FRAP in TIRFM in chromaffin granules expressing tPA-cer or NPY-cer. Chromaffin granules expressing tPA-cer or NPY-cer were bleached for 300 ms with a high intensity 442 nm TIR pulse ending at 0 s. The time-dependent fluorescence intensity of each granule was first converted to normalized form F′(t) according to Eq. 1, so that the resulting fluorescence at time 0 (immediately after the bleach) was zero. The normalized fluorescence of all the tPA-cer or NPY-cer granules were averaged over 33 ms segments (represented by each data point) and plotted so that the ordinate at t = 0 equaled the average bleach fraction for the tPA-cer or NPY-cer groups, according to Eq. 2. Simulated theoretical curves (see Methods) were normalized and averaged in the same manner and are shown for three different diffusion coefficients. To see this figure in color, go online.

Figure 5.

Figure 5

Comparison of fractional recovery in FRAP with weak and strong bleaching. TPA-cer granules from Fig. 3 were grouped according to whether they were relatively weakly bleached (20–50% decreased fluorescence, average 37 ± 2%) or more strongly bleached (50–80% decreased fluorescence, average 66 ± 2%). The average actual bleach fraction, B, and recovery, R, were determined for each group. The recoveries, R, were significantly different for the weak and strong bleach (p < 0.002). To see this figure in color, go online.

Computer simulations

Theoretically expected results were calculated for three distinct but related problems, all involving diffusion in a hollow sphere as a model of a fluorophore-containing granule:

  • (a)

    immediate postbleach fraction (fraction of the prebleach fluorescence intensity lost during the bleach pulse), resulting from a TIR bleach followed by TIR probe, as compared to the same TIR bleach followed by an EPI probe;

  • (b)

    time course after a TIR bleach of the fluorescence recovery as excited by a TIR probe (i.e., TIR-FRAP); and

  • (c)

    time course of emptying of a granule by molecules diffusing passively through a pore in the granule surface, the simplest (probably overly simple) model of secretion that could show a relationship between pore size, diffusion coefficient, and secretion rate.

We know of no closed-form mathematical solutions to any of these three problems. However, all three problems can be solved by variations of a Brownian motion simulation approach implemented in a custom IDL program. A randomly positioned (and infinitesimally sized) molecule is established at a random position in a hollow sphere (of diameter 300 nm) and allowed to diffuse one step at a time, with a distance specified by a normally distributed random number generator for each of the three dimensions, with the average step size corresponding to a user-specified diffusion coefficient, and each step corresponding to 1 ms duration. If the next step places the molecule outside the sphere it is reflected back into the sphere to a location along the same radial line.

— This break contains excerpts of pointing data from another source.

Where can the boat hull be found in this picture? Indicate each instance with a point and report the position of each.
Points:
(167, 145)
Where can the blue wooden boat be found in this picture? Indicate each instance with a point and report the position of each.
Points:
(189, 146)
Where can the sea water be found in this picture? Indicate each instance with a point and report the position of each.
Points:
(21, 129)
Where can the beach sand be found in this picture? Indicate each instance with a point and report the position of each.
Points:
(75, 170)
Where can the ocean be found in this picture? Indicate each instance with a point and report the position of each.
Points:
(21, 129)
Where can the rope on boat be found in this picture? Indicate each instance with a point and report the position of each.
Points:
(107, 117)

In calculations for problems (a) and (b) above, a certain probability is assigned at each step during a 0.3 s equivalent bleaching pulse that the molecule becomes photobleached by a TIR evanescent field of characteristic decay distance of 64 nm; this probability decreases exponentially according to the z-position of the molecule at the present step. Once a molecule becomes bleached (if it does), it is no longer counted. This procedure implicitly takes into account diffusion during the bleaching pulse. Those molecules surviving the 0.3 s bleaching pulse are allowed to continue diffusing through the sphere until the equivalent of 2 s has elapsed. A new molecule is then started at a new random location, and the same procedure repeated for a total of 10,000 molecules. For problem (a), the bleaching survivors are counted with two different types of weighting. Corresponding to the TIR bleach/EPI probe bleach fraction protocol, the total number of (unbleached) molecules in the sphere is counted with equal weighting both immediately before and immediately after the end of the bleach pulse. Corresponding to the TIR bleach/TIR probe bleach fraction protocol, each molecule’s value is weighted according to its z-position in an exponentially decaying evanescent field probe. (The two extreme cases in which the molecule does not diffuse at all, and where it diffuses infinitely fast, can also be solved straightforwardly by numerical integration rather than simulation.) For problem (b), this same weighting corresponding to TIR probe is employed for each surviving molecule for the entire equivalent 2 s of postbleach recovery.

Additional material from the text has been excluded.